Uyghurs in Xinjiang (Credits: Xinjiang, China – Flickr Commons)
China had long denied that “transformation through education” camps for Muslims exist in Xinjiang. Now it announces that all is well, since a new law made them legal.
Massimo Introvigne
Bitter Winter has been among the first media outlets to report extensively on the “transformation through education” camps, which are believed to host 1,5 million inmates in China, mostly religious dissidents. One million of the inmates are Muslims, mostly Uyghurs and ethnic Kazakhs from Xinjiang. Terminology is confusing, and the confusion was used by Chinese propaganda to its own advantage. Since laojiao (劳动教养 or 劳教), “re-education through labor” camps, were abolished in China in 2013, the regime countered that criticism was based on old information. But in fact the laojiao had been replaced by jiaoyu zhuanhua (教育转化), “transformation through education” camps, which are even worse. They are not schools. They are concentration camps, where victims who resist forced “deprogramming” from their religious faith are tortured, in some cases to death.
The new camps were also illegal. There was no clear legal basis for them in Chinese legislation. But on October 10, 2018, the Chinese Communist Party (CCP) announced that these problems have been solved, as a new Amended Anti-Extremism Regulation was enacted and published by the 13th Standing Committee of The Xinjiang Uyghur Autonomous Region’s People’s Congress. The regulation legalizes and standardizes the practice of detaining in “transformation through education” camps “people who have been affected by extremist thoughts,” by which the CCP means religionists who are not prepared to renounce their faith. The regulation, though, only legitimizes camps in Xinjiang, while they exist outside the “autonomous region” as well and host religious and political dissidents other than Muslims.
Another provision of the new regulation, the CCP announced, is that it “deletes previous clauses that detail the level of punishment given to different violations and their seriousness. Previously, if the circumstances were relatively minor, violators would be criticized by the public security department. The amendment now allows authorities to give offenders harsher punishment.”

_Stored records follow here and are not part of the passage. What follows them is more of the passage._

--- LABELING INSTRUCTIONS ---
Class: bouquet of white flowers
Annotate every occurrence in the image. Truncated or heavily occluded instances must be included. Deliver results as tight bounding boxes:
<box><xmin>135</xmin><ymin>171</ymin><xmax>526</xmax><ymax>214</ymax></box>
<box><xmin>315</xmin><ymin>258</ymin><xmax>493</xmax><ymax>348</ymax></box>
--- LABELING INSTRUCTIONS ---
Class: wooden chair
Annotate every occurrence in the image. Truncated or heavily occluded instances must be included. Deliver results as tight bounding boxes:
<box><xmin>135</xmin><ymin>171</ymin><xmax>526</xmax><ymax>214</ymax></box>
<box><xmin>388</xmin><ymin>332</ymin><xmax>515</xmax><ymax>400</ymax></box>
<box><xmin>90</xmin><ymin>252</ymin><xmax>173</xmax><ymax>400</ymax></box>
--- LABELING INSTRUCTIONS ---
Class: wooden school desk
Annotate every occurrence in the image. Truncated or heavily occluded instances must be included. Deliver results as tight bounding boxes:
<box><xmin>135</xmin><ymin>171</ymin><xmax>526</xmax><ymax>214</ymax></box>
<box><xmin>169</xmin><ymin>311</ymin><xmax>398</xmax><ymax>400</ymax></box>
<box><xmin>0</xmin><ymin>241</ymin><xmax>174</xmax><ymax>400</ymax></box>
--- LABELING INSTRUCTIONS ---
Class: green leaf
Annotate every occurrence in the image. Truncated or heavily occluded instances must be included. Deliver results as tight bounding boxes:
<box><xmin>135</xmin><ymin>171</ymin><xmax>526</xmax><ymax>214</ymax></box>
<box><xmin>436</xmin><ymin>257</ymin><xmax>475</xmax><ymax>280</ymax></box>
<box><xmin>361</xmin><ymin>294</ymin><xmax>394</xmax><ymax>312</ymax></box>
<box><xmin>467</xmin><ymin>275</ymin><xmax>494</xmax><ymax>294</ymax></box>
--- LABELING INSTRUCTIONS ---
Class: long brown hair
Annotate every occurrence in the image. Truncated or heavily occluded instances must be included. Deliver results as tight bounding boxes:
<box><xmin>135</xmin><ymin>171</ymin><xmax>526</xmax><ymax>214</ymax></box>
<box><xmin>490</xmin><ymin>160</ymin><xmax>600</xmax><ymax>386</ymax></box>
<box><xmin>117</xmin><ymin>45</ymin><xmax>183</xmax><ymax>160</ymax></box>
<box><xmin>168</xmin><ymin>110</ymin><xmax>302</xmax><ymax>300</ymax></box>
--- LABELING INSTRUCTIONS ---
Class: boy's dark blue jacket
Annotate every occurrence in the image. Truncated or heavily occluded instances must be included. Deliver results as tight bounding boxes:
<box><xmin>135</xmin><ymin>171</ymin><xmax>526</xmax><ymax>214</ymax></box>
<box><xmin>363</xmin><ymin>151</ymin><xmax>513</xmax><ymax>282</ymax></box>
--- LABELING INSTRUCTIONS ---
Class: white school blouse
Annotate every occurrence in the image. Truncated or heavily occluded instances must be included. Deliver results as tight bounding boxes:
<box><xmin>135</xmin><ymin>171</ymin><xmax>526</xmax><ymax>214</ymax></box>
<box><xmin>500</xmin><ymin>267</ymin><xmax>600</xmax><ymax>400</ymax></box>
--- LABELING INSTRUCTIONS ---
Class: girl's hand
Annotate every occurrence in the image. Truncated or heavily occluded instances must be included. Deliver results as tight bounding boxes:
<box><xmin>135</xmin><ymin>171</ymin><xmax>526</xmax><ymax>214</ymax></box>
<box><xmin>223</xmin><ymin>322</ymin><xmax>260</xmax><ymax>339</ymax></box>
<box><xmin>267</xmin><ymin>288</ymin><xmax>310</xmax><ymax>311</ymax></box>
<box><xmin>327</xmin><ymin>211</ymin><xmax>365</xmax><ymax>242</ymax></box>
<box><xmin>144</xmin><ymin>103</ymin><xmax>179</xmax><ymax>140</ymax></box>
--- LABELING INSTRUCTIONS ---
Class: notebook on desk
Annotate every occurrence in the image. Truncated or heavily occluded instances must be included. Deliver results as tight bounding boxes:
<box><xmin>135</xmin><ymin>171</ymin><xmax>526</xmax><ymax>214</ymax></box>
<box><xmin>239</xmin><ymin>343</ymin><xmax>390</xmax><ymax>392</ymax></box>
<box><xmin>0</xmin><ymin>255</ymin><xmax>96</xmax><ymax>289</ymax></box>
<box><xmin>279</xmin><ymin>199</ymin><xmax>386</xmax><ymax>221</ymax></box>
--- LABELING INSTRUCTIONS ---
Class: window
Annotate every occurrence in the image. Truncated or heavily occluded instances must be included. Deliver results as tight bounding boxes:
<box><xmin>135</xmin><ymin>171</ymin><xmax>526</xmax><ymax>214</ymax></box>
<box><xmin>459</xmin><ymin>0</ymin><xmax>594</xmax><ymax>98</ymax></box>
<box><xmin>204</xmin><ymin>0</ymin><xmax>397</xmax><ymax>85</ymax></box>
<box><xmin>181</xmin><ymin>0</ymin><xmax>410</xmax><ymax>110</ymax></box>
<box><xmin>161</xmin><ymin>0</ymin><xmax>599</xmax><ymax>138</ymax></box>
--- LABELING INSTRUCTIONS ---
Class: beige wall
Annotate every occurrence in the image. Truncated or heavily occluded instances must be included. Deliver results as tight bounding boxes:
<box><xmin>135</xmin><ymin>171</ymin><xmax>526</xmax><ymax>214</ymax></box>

This means that even more religious “extremists,” a term borrowed from Russia and applied to members of all religions not approved and controlled by CCP, can now be detained in the camps or even given “harsher” punishments.

Massimo Introvigne (born June 14, 1955 in Rome) is an Italian sociologist of religions. He is the founder and managing director of the Center for Studies on New Religions (CESNUR), an international network of scholars who study new religious movements. Introvigne is the author of some 70 books and more than 100 articles in the field of sociology of religion. He was the main author of the Enciclopedia delle religioni in Italia (Encyclopedia of Religions in Italy). He is a member of the editorial board for the Interdisciplinary Journal of Research on Religion and of the executive board of University of California Press’ Nova Religio. From January 5 to December 31, 2011, he has served as the “Representative on combating racism, xenophobia and discrimination, with a special focus on discrimination against Christians and members of other religions” of the Organization for Security and Co-operation in Europe (OSCE). From 2012 to 2015 he served as chairperson of the Observatory of Religious Liberty, instituted by the Italian Ministry of Foreign Affairs in order to monitor problems of religious liberty on a worldwide scale.